A model to predict COVID-19 epidemics withapplications to South Korea, Italy, and Spain (preprint)

In this work, our team develops a differential equations model of COVID-19 epidemics. Our goal is to predict forward in time the future number of cases from early reported case data in regions throughout the world. Our model incorporates the following important elements of COVID-19 epidemics: (1) the number of asymptomatic infectious individuals (with very mild or no symptoms), (2) the number of symptomatic reported infectious individuals (with severe symptoms) and (3) the number of symptomatic unreported infectious individuals (with less severe symptoms).

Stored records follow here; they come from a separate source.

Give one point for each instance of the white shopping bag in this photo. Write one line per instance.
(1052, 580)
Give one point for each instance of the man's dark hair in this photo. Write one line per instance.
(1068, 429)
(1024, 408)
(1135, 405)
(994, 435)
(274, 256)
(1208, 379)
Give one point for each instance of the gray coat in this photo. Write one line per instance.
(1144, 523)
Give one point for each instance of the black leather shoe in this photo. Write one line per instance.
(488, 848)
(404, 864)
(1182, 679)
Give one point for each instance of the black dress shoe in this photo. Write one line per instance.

We apply our model to COVID-!9 epidemics in South Korea, Italy and Spain.

Modelling the COVID-19 epidemics in Brasil: Parametric identification and public health measures influence (preprint)

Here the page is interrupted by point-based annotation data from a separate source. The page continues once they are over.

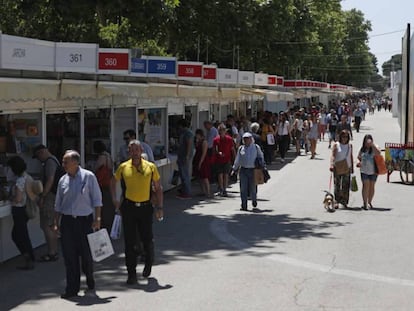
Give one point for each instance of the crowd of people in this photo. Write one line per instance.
(76, 201)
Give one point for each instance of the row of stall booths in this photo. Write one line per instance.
(70, 95)
(73, 114)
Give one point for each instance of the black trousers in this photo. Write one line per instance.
(284, 142)
(137, 219)
(75, 245)
(20, 234)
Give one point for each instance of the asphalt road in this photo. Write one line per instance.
(290, 255)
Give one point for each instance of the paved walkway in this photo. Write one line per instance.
(41, 287)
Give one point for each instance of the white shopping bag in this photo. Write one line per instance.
(116, 227)
(100, 245)
(270, 139)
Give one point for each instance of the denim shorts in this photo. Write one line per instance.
(365, 177)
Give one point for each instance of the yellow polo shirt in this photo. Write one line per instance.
(138, 183)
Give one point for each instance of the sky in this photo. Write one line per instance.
(389, 19)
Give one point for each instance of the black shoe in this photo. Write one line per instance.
(147, 270)
(132, 279)
(28, 264)
(68, 295)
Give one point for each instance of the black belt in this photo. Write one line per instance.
(138, 204)
(75, 216)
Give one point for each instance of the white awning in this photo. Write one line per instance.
(197, 91)
(78, 89)
(14, 89)
(162, 90)
(276, 96)
(230, 93)
(122, 89)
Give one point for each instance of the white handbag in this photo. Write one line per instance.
(116, 227)
(270, 139)
(100, 245)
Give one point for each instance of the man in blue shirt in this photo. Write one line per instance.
(78, 199)
(246, 160)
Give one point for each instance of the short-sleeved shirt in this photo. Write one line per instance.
(138, 183)
(224, 145)
(78, 195)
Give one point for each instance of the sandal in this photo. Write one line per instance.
(49, 257)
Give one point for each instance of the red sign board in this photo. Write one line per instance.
(280, 80)
(113, 61)
(190, 71)
(271, 80)
(209, 73)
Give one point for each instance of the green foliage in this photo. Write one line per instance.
(298, 39)
(394, 64)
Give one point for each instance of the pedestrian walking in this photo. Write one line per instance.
(366, 163)
(344, 125)
(268, 140)
(358, 116)
(201, 163)
(246, 160)
(78, 213)
(283, 136)
(313, 134)
(332, 122)
(224, 153)
(341, 165)
(20, 233)
(129, 135)
(141, 178)
(184, 158)
(103, 170)
(51, 173)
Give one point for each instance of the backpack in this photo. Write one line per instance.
(60, 171)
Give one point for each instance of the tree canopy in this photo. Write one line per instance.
(297, 39)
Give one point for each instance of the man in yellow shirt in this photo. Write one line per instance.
(141, 178)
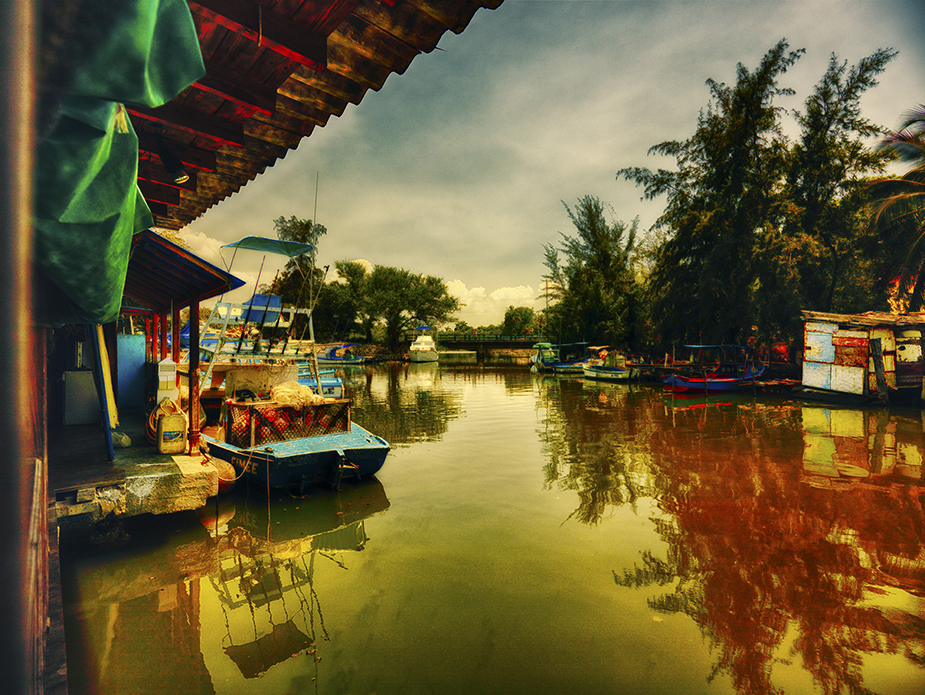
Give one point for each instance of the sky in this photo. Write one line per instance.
(461, 167)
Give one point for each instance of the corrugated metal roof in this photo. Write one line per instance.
(868, 318)
(162, 275)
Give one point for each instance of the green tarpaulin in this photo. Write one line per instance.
(86, 200)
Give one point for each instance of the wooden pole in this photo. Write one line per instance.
(877, 355)
(194, 378)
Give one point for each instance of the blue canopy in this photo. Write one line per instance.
(259, 243)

A SIRU-type epidemic model is employed for the prediction of the COVID-19 epidemy evolution in Brazil, and analyse the influence of public health measures on simulating the control of this infectious disease. Since the reported cases are typically only a fraction of the total number of the symptomatic infectious individuals, the model accounts for both reported and unreported cases. Also, the model allows for a time variable functional form of both the transmission rate and the fraction of asymptomatic infectious that become reported symptomatic individuals, so as to reflect public health interventions, towards its control, along the course of the epidemic evolution. An analytical exponential behaviour for the accumulated reported cases evolution is assumed at the onset of the epidemy, for explicitly estimating initial conditions, while a Bayesian inference approach is adopted for parametric estimations employing the present direct problem model with the data from the known portion of the epidemics evolution, represented by the time series for the reported cases of infected individuals. The direct-inverse problem analysis is then employed with the actual data from China, with the initial phase of the data been employed for the parametric estimation and the remaining data being used for validation of the predictive capability of the proposed approach. The full dataset for China is then employed in another parameter identification, aimed at refining the values for the average times that asymptomatic infectious individuals and that symptomatic individuals remain infectious. Following this validation, the available data on reported cases in Brazil from February 15th till March 29th, 2020, is used for estimating parameters and then predict the epidemy evolution from these initial conditions. As for the China analysis, the data for the reported cases in Brazil from March 30th till April 23rd are reserved for validation of the model. Finally, public health interventions are simulated, aimed at evaluating the effects on the disease spreading, by acting on both the transmission rate and the fraction of the total number of the symptomatic infectious individuals, considering time variable exponential behaviours for these two parameters, usually assumed constant in epidemic evolutions without intervention. It is demonstrated that a combination of actions to affect both parameters can have a more effective result in the control of the epidemy dynamics.

Predicting the number of reported and unreported cases for the COVID-19 epidemic in South Korea, Italy, France and Germany (preprint)

We model the COVID-19 coronavirus epidemic in South Korea, Italy, France, and Germany. We use early reported case data to predict the cumulative number of reported cases to a final size. The key features of our model are the timing of implementation of major public policies restricting social movement, the identification and isolation of unreported cases, and the impact of asymptomatic infectious cases.

Predicting the cumulative number of cases for the COVID-19 epidemic in China from early data (preprint)

We model the COVID-19 coronavirus epidemic in China. We use early reported case data to predict the cumulative number of reported cases to a final size. The key features of our model are the timing of implementation of major public policies restricting social movement, the identification and isolation of unreported cases, and the impact of asymptomatic infectious cases.